一足先に息子を名門校に合格させたのが脳神経外科部長・冴島哲人(橋本じゅん)を家長とする冴島一家。受験指導を担当したのが、小雪扮する受験コーディネーター・九条綾香である。指導料は年間3000万円。少人数指導で必勝を掲げる合格請負人だ。
指導に関すること以外、余計なやり取りはしない。ピクリとも笑わない。漆黒の衣装をまとい、髪をまとめあげているその見た目は、『女王の教室』(日本テレビ、2005年)で天海祐希が演じた最恐の鬼教師を彷彿とさせる。同役と酷似する九条の役柄が、小雪の無駄のない演技と見事にコミットしている。
◆映画的な唇同士の接触
それにしてもドラマ作品に出演する小雪の姿を久しぶりに見た気がする。現在、47歳。(あまり好ましい表現ではないが)稀代の“クールビューティー”と形容されていた頃が懐かしい。

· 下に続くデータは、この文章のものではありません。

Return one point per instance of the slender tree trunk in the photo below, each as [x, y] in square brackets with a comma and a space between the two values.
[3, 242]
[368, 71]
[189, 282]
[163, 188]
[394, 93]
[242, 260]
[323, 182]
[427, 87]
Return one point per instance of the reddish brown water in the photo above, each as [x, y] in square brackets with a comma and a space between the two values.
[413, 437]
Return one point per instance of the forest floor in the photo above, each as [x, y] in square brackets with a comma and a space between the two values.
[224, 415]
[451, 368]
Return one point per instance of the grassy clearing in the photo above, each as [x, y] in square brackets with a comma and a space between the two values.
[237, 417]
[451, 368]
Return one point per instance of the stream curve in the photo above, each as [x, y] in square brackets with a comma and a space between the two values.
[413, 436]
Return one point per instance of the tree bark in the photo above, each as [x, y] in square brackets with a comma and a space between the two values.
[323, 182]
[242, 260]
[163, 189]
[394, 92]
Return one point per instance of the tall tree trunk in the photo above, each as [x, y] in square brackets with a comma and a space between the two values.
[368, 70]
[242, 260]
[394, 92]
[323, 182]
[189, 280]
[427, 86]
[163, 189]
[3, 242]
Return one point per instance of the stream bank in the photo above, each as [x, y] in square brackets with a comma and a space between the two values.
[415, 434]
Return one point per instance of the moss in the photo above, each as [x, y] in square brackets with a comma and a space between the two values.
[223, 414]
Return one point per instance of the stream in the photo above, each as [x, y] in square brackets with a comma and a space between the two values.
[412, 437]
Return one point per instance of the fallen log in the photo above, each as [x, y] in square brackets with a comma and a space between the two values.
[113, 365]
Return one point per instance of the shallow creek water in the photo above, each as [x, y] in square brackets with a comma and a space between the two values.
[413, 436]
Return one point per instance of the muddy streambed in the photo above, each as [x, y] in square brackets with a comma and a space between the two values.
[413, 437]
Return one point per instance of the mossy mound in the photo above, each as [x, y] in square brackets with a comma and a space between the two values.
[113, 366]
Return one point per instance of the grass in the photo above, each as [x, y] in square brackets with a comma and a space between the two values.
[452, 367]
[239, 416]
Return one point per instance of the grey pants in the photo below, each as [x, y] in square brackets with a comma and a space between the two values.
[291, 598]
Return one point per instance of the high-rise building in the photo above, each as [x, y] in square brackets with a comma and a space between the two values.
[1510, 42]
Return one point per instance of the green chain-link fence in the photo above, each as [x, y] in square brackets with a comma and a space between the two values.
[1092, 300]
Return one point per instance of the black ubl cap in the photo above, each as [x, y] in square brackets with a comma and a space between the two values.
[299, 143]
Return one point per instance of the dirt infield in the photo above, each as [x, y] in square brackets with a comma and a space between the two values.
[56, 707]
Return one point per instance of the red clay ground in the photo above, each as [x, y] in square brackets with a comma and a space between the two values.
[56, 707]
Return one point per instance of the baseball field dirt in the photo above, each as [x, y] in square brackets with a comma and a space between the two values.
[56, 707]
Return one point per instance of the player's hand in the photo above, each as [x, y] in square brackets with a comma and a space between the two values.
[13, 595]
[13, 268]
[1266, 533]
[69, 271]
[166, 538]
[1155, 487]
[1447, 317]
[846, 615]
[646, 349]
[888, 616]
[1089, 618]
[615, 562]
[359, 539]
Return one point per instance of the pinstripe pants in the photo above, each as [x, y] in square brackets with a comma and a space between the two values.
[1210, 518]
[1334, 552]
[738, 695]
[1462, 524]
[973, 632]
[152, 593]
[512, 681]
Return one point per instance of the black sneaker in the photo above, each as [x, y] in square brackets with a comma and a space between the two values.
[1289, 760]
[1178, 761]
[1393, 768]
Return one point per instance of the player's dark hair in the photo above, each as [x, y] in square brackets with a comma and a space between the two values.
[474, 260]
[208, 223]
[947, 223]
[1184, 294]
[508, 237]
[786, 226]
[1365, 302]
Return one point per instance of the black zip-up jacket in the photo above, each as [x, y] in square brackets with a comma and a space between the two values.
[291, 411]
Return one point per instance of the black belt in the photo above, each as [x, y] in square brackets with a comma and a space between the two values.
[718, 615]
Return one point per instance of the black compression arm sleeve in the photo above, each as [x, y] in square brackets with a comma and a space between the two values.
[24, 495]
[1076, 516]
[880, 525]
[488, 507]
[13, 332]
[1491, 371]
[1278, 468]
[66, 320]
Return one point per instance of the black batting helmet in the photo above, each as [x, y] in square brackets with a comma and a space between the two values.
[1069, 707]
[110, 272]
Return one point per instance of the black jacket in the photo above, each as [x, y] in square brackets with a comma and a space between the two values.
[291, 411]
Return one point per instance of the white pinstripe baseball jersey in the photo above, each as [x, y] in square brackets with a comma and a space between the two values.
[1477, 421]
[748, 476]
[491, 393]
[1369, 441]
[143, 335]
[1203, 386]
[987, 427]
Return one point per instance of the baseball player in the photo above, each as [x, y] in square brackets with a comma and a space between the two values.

もともとはパリ・コレクションにも参加するモデル出身だった彼女が俳優デビューしたのは、織田裕二主演の『恋はあせらず』(フジテレビ、1998年)。映画俳優としての才能もすぐに開花し、日本アカデミー賞主演女優賞を受賞した『ALWAYS 三丁目の夕日』(2005年)など、公開から20年近く経っても小雪マジックの華やかさは色褪せることがない。
「ウイスキーが、お好きでしょ」のメロディでお馴染みのサントリーウイスキー角瓶テレビCMのイメージが強い人も多いと思う。
近年では、一ノ瀬ワタル主演のNetflix配信ドラマ『サンクチュアリ-聖域-』(2023年)で相撲部屋に活気を供給する女将を演じたり、朝ドラ『ブギウギ』(NHK総合、2023年)では、『極道の妻たち』(1986年)の岩下志麻ばりの関西弁で凄みを利かせたりする。
でも筆者が驚嘆し続けているのは、『ALWAYS 三丁目の夕日』よりむしろ前の映画作品。エドワード・ズウィック監督作『ラスト サムライ』(2003年)だ。近代的な明治政府軍に対する旧武士階級の敗残の美学を描いた同作で、主演俳優トム・クルーズの相手役になったのが小雪だった。